Shearith Israel is a congregation that aspires to (and achieves) a high aesthetic. From the Louis Comfort Tiffany glass interior to the gravitas of its liturgy and the choreography of its ritual, it is a grand place. Rabbi Angel manages to capture the grandeur, but he also informs us of the small, yet omnipresent, connections to the simpler and humbler buildings of the congregation’s past, incorporated into its present architectural tour de force. The building is a metaphor for the institution—solemn, grand and venerable. Yet it is also bright, delicate, fine and open. This comes across very well in the book, with its magnificent illustrations in fine color and clear black and white.

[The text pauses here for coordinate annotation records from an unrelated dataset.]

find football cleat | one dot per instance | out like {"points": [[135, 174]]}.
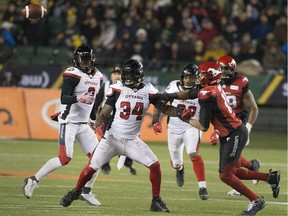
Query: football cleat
{"points": [[106, 169], [29, 186], [158, 205], [233, 192], [255, 166], [90, 198], [132, 170], [69, 197], [254, 207], [203, 193], [180, 177], [274, 181]]}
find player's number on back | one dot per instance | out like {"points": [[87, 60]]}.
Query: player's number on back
{"points": [[191, 108], [232, 101], [223, 95], [126, 112]]}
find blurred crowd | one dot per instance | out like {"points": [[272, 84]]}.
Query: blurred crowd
{"points": [[155, 31]]}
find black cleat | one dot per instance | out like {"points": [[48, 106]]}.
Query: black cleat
{"points": [[106, 169], [255, 166], [180, 177], [274, 181], [254, 207], [203, 193], [158, 205], [132, 170], [69, 197]]}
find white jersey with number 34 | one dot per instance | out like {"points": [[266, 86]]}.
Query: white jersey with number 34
{"points": [[130, 109], [175, 124]]}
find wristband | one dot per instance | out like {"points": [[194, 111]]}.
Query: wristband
{"points": [[248, 126]]}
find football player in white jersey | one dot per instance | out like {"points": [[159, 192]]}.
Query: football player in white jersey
{"points": [[181, 134], [81, 83], [130, 100], [101, 99]]}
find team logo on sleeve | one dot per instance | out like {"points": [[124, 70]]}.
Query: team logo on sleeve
{"points": [[204, 92], [234, 87]]}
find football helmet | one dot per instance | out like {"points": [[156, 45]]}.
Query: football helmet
{"points": [[132, 73], [84, 58], [192, 71], [227, 65], [210, 73]]}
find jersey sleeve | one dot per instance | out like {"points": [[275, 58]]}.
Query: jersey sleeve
{"points": [[245, 87], [206, 97], [68, 86]]}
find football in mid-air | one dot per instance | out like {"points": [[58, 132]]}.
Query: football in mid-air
{"points": [[34, 11]]}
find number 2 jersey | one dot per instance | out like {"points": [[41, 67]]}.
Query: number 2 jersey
{"points": [[234, 90], [176, 125], [77, 83], [129, 108], [214, 106]]}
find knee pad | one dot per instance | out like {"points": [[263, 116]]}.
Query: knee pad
{"points": [[64, 159], [193, 155], [155, 166], [225, 176]]}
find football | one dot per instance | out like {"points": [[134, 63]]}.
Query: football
{"points": [[34, 11]]}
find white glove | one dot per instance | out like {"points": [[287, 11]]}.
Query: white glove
{"points": [[248, 126], [86, 98], [91, 124]]}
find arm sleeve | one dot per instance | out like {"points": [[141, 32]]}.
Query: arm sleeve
{"points": [[245, 89], [69, 84], [193, 93], [111, 100], [99, 97], [206, 112]]}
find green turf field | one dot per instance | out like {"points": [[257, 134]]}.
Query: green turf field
{"points": [[123, 194]]}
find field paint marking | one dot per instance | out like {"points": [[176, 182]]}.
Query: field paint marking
{"points": [[12, 173], [141, 198]]}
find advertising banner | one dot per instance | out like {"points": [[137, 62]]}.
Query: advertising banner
{"points": [[13, 119], [40, 105]]}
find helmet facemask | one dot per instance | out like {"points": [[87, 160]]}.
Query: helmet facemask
{"points": [[84, 59]]}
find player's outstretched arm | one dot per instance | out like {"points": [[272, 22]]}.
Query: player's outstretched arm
{"points": [[104, 114]]}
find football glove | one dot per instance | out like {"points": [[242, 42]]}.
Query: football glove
{"points": [[86, 98], [249, 127], [184, 114], [165, 97], [100, 129], [214, 138], [157, 127], [91, 124]]}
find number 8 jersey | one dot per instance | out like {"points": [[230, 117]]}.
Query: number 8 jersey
{"points": [[129, 108]]}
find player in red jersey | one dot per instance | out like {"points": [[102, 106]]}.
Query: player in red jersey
{"points": [[233, 136], [241, 100]]}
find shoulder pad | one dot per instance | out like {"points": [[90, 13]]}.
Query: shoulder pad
{"points": [[206, 92], [173, 86], [150, 88], [73, 72]]}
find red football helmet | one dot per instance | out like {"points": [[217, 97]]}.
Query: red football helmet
{"points": [[227, 65], [210, 73]]}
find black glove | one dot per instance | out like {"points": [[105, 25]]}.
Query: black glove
{"points": [[165, 97], [184, 114]]}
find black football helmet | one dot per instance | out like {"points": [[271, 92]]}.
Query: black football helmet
{"points": [[189, 70], [84, 58], [132, 73]]}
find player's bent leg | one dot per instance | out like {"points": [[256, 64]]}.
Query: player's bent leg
{"points": [[199, 170], [274, 181], [87, 194], [30, 184]]}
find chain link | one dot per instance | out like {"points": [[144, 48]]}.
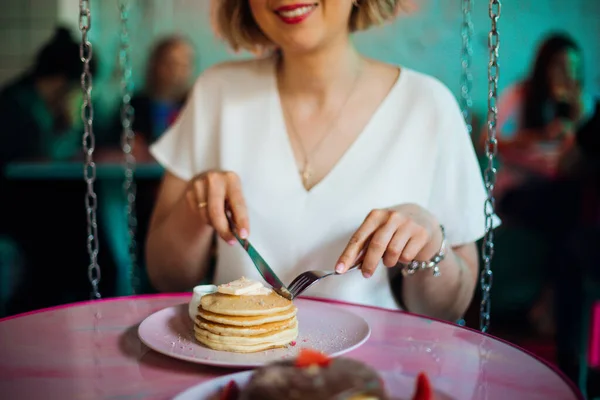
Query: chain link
{"points": [[89, 145], [491, 149], [466, 57], [127, 141]]}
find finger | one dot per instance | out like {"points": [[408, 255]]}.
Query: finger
{"points": [[216, 205], [237, 204], [418, 239], [378, 245], [396, 246], [359, 240], [199, 200]]}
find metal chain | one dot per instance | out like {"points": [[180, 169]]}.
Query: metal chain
{"points": [[89, 145], [491, 149], [466, 56], [127, 141]]}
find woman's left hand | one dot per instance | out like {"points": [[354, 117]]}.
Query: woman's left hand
{"points": [[399, 235]]}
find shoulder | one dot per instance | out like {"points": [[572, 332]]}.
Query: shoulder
{"points": [[427, 92], [234, 76]]}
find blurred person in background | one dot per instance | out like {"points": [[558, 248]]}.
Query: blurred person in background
{"points": [[169, 76], [551, 122], [538, 117], [40, 111], [40, 120]]}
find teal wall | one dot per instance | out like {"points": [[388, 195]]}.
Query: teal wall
{"points": [[428, 40]]}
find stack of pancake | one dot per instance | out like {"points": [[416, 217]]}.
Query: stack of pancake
{"points": [[245, 323]]}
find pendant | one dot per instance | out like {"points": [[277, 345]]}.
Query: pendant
{"points": [[306, 175]]}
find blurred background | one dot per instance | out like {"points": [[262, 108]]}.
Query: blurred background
{"points": [[545, 266]]}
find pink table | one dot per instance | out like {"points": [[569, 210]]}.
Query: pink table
{"points": [[66, 353]]}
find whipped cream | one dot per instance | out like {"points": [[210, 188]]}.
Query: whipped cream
{"points": [[199, 291], [244, 287]]}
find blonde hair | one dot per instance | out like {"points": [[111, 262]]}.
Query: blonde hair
{"points": [[233, 21]]}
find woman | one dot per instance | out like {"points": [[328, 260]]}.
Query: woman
{"points": [[320, 153]]}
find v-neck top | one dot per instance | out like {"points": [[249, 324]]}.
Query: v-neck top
{"points": [[414, 149]]}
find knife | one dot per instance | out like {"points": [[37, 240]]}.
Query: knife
{"points": [[261, 265]]}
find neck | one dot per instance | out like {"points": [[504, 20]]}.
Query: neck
{"points": [[319, 73]]}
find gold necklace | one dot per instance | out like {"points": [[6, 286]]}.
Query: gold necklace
{"points": [[306, 171]]}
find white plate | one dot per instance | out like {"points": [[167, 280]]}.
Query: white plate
{"points": [[322, 327]]}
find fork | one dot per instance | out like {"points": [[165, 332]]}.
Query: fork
{"points": [[306, 279]]}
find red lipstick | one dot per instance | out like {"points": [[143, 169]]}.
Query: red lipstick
{"points": [[295, 13]]}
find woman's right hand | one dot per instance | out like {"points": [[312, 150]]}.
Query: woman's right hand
{"points": [[210, 194]]}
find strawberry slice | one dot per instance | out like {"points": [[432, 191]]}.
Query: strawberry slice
{"points": [[308, 357], [230, 392], [424, 390]]}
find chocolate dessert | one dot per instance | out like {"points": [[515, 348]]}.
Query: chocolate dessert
{"points": [[314, 376]]}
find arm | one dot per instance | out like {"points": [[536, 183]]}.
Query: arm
{"points": [[178, 243]]}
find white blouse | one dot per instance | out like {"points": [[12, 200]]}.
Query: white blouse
{"points": [[415, 149]]}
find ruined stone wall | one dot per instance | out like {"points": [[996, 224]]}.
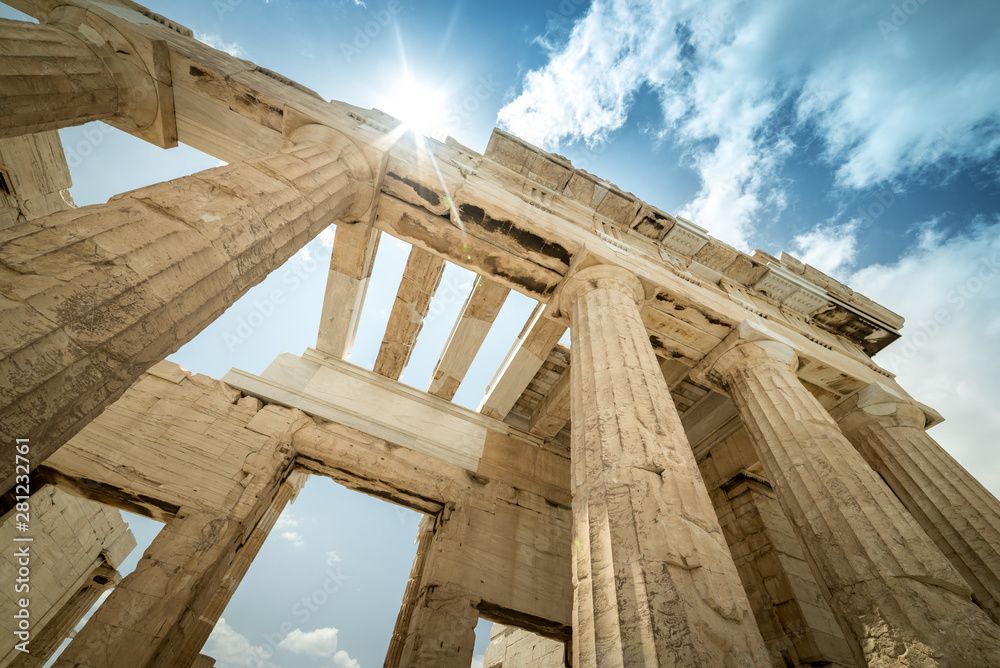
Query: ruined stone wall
{"points": [[511, 647], [73, 542]]}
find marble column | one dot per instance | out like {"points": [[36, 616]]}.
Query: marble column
{"points": [[654, 580], [59, 628], [95, 296], [163, 612], [956, 511], [892, 587], [442, 628], [424, 536], [50, 79]]}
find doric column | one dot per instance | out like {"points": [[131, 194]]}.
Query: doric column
{"points": [[889, 583], [399, 632], [794, 618], [50, 79], [163, 612], [955, 510], [654, 581], [442, 627], [45, 643], [96, 295]]}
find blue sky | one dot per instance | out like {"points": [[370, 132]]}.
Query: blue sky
{"points": [[861, 137]]}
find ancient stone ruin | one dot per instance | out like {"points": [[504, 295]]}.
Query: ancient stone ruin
{"points": [[714, 473]]}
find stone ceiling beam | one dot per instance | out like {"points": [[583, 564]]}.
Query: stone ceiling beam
{"points": [[539, 336], [467, 336], [351, 263], [103, 292], [421, 277]]}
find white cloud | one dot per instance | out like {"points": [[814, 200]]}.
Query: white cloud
{"points": [[231, 649], [216, 42], [738, 80], [948, 289], [321, 642], [829, 248]]}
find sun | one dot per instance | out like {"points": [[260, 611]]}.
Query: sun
{"points": [[421, 108]]}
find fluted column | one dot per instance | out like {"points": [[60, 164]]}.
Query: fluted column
{"points": [[442, 628], [46, 642], [50, 79], [955, 510], [95, 296], [654, 581], [410, 596], [890, 584], [161, 614]]}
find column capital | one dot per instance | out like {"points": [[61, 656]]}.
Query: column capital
{"points": [[141, 70], [299, 131], [599, 276], [881, 403], [750, 343]]}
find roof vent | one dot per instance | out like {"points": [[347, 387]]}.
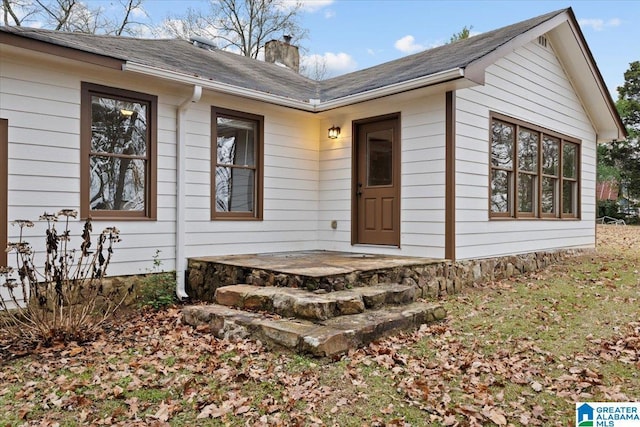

It is difficult to write the history of an institution in a couple of hundred pages—much must be abbreviated, much left out. Remnant of Israel manages to preserve and to present that which is most essential, giving us not only the facts, but also a glimpse of the heart and soul of an institution most of us are unfamiliar with, in a way that only encourages us to want to know it better. Anecdotal asides and interesting facts enliven the presentation. We learn in a sidebar, for instance, that the women’s gallery contains “skeptic lamps”—half-gas, half-electric hybrids installed when the utility, safety and long-term viability of electricity was still being questioned by some members. Ultimately, the gas jets in the lower parts of the lamps were replaced by electricity, but only with much sensitivity and after due consideration. Is this not a metaphor for thoughtful change within tradition more generally, and for the way Shearith Israel has comported itself? This sense of deliberation, along with openness, to the world and its rich panoply of possibility are so essentially characteristic of Spanish and Portuguese Jewry. The American Sephardic community is one that has adamantly (and admirably) refused to carve itself up into denominations. There, the advocates, so to speak, of the warm old glow of gas, and the chassidim of bright, newfangled electricity live alongside one another, so that each member, regardless of level of observance, can lay equal claim to its long historical lineage and a precious religio-cultural legacy. Rabbi Angel’s wonderful new book goes a long way towards revealing the history of that community in all its richness, and I for one, am grateful to him for the glimpse he has given us.
Professor Epstein has been teaching at Vassar College since 1992, and was its first director of Jewish Studies. He has written on various topics in Jewish art, among them, Dreams of Subversion in Medieval Jewish Art and Literature(Pennsylvania, 1997). He is currently writing a new book, Overthrowing the Idols: A Radical Reappraisal of Jewish Visual Culture. Previously, he served as director of the Hebrew Books and Manuscripts division of Sotheby’s Judaica Department, and continues to serve as a consultant to various libraries, auction houses, museums and private collectors throughout the world.